Murder Charges in Native Mob Case

Mary Annette Pember
7/26/12

Native Mob gang member Shawn Michael Martinez, also known as “Tinez” has been charged in the murder of fellow Mob gang member Jeremee Jon Kraskey according to a new federal indictment.

The superseding indictment expands on original charges filed earlier this year charging 24 alleged Native Mob gang members with conspiracy to participate in racketeering and other crimes. Currently 25 defendants are being charged and now include Jesus Thomas Ali, who is charged with conspiracy to participate in racketeering.

Both indictments allege that the defendants conspired to conduct crimes through an enterprise, the Native Mob, in violation of the federal Racketeering Influenced and Corrupt Organizations Act (RICO). According to a press release from the U.S. Attorney’s Office, the primary objective of the enterprise is to preserve, protect, promote, and enhance the Native Mob’s power, territory, and financial gains.

According to the indictment, the Native Mob originated in Minneapolis in the early 1990s; membership is estimated at about 200. Gang turf has included areas in and around Minneapolis, Duluth, Leech Lake, White Earth and Mille Lacs reservations in Minnesota.

Filed on July 19, 2012 in the U.S. District Court of Minneapolis, the latest indictment document is 53 pages long and provides chilling detail of the Mob’s organizational acumen and ruthlessness in protecting their turf.

The gang met regularly in monthly “council” meetings during which they planned their crimes that included drug trafficking from crack cocaine to ecstasy, assault and murder.

Members regularly planned “missions,” to shoot at occupied homes of rival drug dealers and assault or kill real or imagined police informants.

The gang stockpiled weapons for use and distribution to gang members, collected money for fellow members who were incarcerated and were in the process of redoing the gang’s signature black and red logo when they were arrested.

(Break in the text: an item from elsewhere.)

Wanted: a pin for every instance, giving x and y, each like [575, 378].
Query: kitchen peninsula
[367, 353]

Earlier this year Indian Country Today Media Network, reported details of the initial indictment as well as the story of Jeremee Kraskey, a member of the Leech Lake Band of Minnesota Ojibwe, who was murdered in South Minneapolis on February 26, 2011. He had told his family that he was a member of the Native Mob. Although the murder was not included in the first indictment, his family believed at the time that fellow Native Mob gang members killed him.

His family did not wish to comment on the current indictment, which states among the numerous other charges against Mob members, that Martinez, “with malice aforethought, unlawfully killed a human being, to wit Jeremee Kraskey, willfully, deliberately, maliciously and with premeditation.”

According to the U.S. Attorney’s office, the murder of Kaskey was committed to keep him from offering law enforcement information and in retaliation for a mistaken belief that he had already provided information to law enforcement about the gang’s activities.

State, local, federal and tribal law enforcement officers participated in building the case.